Lucky to be Canadian: Netflix subscribers in the Great White North will be able to stream “Star Wars: The Force Awakens” in 2016, the only territory where the company currently has secured streaming rights for the film.
The reason Netflix will be able to offer the much-anticipated movie in Canada next year — and not in the U.S. or anywhere else — has to do with the timing of when Disney’s pay-TV distribution deals were up for grabs.
In the U.S., premium cable channel Starz has an exclusive output deal with Disney that runs through the end of 2015; Netflix’s pact with the Mouse House commences with 2016 titles. With “Star Wars: The Force Awakens” slated for Dec. 18 theatrical debut, that means Starz will be the pay-TV home for the movie in the U.S.
Fortuitously for Netflix Canada subs, the company’s deal with Disney started with 2015 releases after the previous agreements for the pay-TV window with Corus Entertainment and Bell Canada expired.

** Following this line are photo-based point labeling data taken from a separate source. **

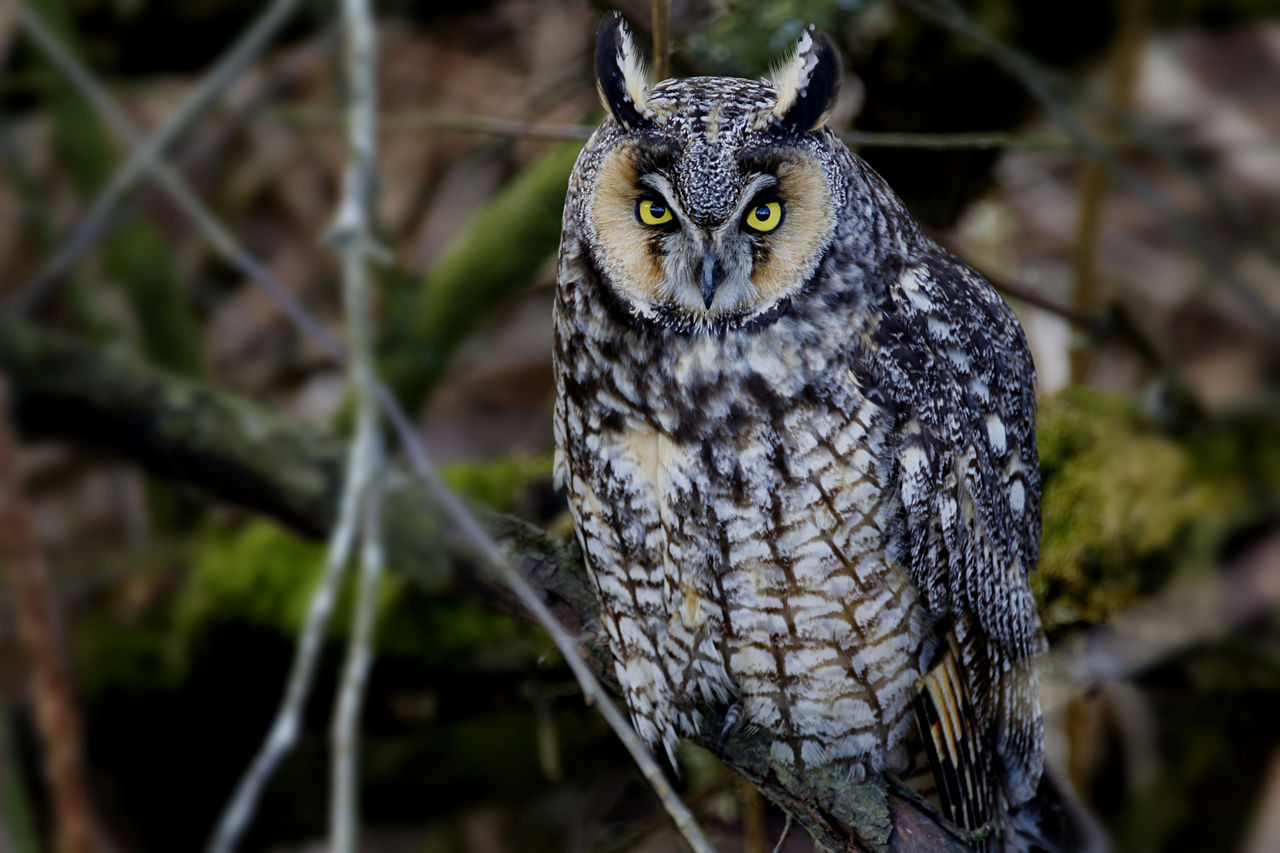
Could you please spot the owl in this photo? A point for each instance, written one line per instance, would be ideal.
(798, 441)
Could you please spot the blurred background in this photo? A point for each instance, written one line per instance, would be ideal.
(1114, 165)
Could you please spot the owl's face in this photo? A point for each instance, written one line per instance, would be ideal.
(712, 203)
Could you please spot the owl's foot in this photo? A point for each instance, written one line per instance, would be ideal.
(732, 725)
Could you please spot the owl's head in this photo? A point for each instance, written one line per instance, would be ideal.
(712, 199)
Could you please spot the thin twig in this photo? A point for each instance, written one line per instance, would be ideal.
(284, 728)
(220, 237)
(659, 14)
(44, 637)
(146, 151)
(1042, 86)
(1093, 179)
(352, 235)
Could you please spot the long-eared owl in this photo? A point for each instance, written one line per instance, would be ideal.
(798, 439)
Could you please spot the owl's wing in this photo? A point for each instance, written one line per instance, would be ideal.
(952, 368)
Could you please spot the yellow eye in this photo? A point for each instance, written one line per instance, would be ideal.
(653, 213)
(766, 217)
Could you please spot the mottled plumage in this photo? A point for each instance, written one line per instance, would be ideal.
(798, 441)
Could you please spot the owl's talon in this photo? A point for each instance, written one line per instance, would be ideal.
(732, 724)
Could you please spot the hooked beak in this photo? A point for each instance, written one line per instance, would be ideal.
(712, 276)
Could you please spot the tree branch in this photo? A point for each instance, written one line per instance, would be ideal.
(292, 471)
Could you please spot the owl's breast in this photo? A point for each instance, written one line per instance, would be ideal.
(736, 527)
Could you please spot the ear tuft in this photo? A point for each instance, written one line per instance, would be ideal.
(621, 77)
(807, 83)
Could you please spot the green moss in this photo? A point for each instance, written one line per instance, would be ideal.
(501, 483)
(1124, 507)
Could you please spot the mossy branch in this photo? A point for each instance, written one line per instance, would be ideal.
(288, 470)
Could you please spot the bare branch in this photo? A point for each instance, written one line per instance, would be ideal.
(147, 153)
(1042, 86)
(659, 16)
(44, 638)
(352, 235)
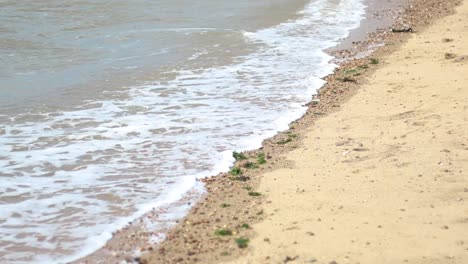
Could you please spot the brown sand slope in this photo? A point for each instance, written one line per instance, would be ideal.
(385, 179)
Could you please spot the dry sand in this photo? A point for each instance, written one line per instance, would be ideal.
(385, 178)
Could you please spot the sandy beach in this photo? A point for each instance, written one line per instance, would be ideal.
(381, 178)
(375, 172)
(384, 179)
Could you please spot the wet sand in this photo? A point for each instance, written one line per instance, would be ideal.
(343, 183)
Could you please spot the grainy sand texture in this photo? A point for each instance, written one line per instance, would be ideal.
(385, 178)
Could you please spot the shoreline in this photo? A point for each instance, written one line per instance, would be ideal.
(192, 239)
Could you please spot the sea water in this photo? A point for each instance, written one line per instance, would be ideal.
(110, 108)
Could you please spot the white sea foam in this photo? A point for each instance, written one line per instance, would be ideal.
(80, 175)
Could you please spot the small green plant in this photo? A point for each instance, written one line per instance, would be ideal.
(240, 178)
(223, 232)
(246, 226)
(284, 141)
(239, 156)
(252, 165)
(261, 158)
(350, 71)
(242, 242)
(235, 171)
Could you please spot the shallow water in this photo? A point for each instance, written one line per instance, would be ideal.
(111, 108)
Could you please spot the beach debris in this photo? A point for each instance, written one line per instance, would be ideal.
(403, 29)
(347, 79)
(449, 56)
(289, 259)
(246, 164)
(242, 242)
(223, 232)
(239, 156)
(460, 58)
(374, 61)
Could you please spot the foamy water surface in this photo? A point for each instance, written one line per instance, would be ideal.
(73, 172)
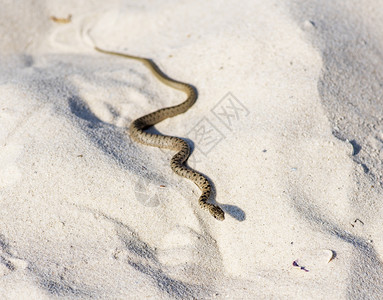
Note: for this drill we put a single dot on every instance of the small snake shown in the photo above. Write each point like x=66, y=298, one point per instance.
x=137, y=133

A Netflix rep confirmed “Star Wars: The Force Awakens” is slated to come to the service in the country; under the terms of the deal, that will occur approximately eight months after the movie leaves theaters.
The issue of digital rights arose earlier this week, when Disney revealed plans to launch DisneyLife, a subscription service with movies, TV shows, books and music, in the U.K. and across Europe. While movies from the “Star Wars” franchise and Marvel will not be included at launch, Disney might launch subscription services for each of those brands in the future, according to CEO Bob Iger.
For Netflix, obtaining worldwide rights to acquired and original programming is a big priority, as it expects to launch service in some 200 countries by the end of 2016. The streamer recently cut worldwide rights deals for three TV shows: CW’s “Jane the Virgin,” CBS’s “Zoo” and USA’s upcoming dystopian drama “Colony.”
Meanwhile, although “The Force Awakens” won’t likely hit most Netflix queues anytime soon, older films in the mega-franchise could become available on SVOD.
On Netflix’s third-quarter 2015 earnings call last week, chief content officer Ted Sarandos said the company was in talks with Disney about the possibility of licensing past “Star Wars” movies.
“It’s up to Disney how they want to manage access to those assets before, during or after the release of ‘Star Wars VII.’ So it’s certainly an ongoing discussion,” Sarandos said.
Disney, which bought Lucasfilm in 2012, controls rights to five of the six previous “Star Wars” pictures, while 21st Century Fox owns rights to the original 1977 “Star Wars.”
Last month, Disney and Fox inked deals with China’s Tencent to stream the first six “Star Wars” movies in the world’s most-populous nation. No release date for “The Force Awakens” has been set for China as yet.